It took 4 months. One day, finally, she said, "Daddy, I want to go play." And he VERY happily sent her on her way. I was just riveted by this story. Wow. What a family! He told us that he was getting worried because his wife saw a picture of a sibling group that needed a home and their 15 passenger van was going to need to be replaced with a small tour bus. We laughed.
Then he told us, "The last 3 children we adopted came from this district. Who had Stephanie in their class?"
With goosebumps, my partner teacher and I raised our hands. He told us "thank you." I cannot even begin to tell you how I felt at that moment. This was the family Stephanie had gone to? (His wife, whom we had met, was not Hispanic and for some reason I just didn't put it all together--and it had been several years.) I was so glad and full of joy that people like this family existed. The little girl in his story had been Stephanie's little sister, by the way.

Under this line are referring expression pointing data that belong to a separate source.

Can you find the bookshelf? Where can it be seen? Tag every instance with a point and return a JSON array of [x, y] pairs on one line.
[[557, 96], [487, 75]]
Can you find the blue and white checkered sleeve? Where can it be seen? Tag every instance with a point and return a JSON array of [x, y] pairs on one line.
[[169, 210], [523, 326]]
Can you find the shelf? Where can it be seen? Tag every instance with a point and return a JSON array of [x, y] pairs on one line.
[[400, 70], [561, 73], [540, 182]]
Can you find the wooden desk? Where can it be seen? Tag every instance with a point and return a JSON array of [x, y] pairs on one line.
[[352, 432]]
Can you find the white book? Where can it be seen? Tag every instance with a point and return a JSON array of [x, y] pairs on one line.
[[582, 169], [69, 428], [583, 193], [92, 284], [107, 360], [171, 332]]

After the meeting, he stopped by our classroom to give us an update on Stephanie. He said she was reading on grade level, loved to read, was on grade level in all other areas, and was taking ballet classes. She smiled all the time and was doing great. I couldn't help but be reminded of what his wife had asked us: "Don't you think self-esteem has so much to do with it?" I admitted to him that at the time I had agreed with her, but had my doubts as to how much success Stephanie would really see in her future.
He shared with me what he had seen over and over again at his own house: when children feel loved and secure--they learn, they grow, they blossom. I just could not get over it--how could the sad little girl I had seen struggling to write the date on her paper be replaced in my mind with a happy, smiling ballerina?
And so I thought of Stephanie yesterday when I was wondering (again) if we had done "enough" school. My children are already at a HUGE learning advantage simply because they are home. They may never have to know the insecurities of middle school, of being compared to classmates who do better, of "falling behind" the state's standards. They are loved, they are secure--they will learn, grow, and blossom.
I realize not all homes are ideal environments for children. Our principal used to remind us that for some children school was the best place to be because there was air conditioning, people smiled at them, they were going to have plenty to eat, there were books to read, and they were safe. Having been on some home visits, I would agree. Money does not make an ideal learning environment--love does. If my daughters feel safe and loved--they have already met half the battle. The best programs and materials and personnel money could buy was not going to help Stephanie, until she had the other. Those things that matter most.
So, instead of worrying about not doing enough and tearing out another page for Sweetheart to do, I think we will cuddle up with a book. We will have hugs and math practice together. She will learn--and I will remember what matters most.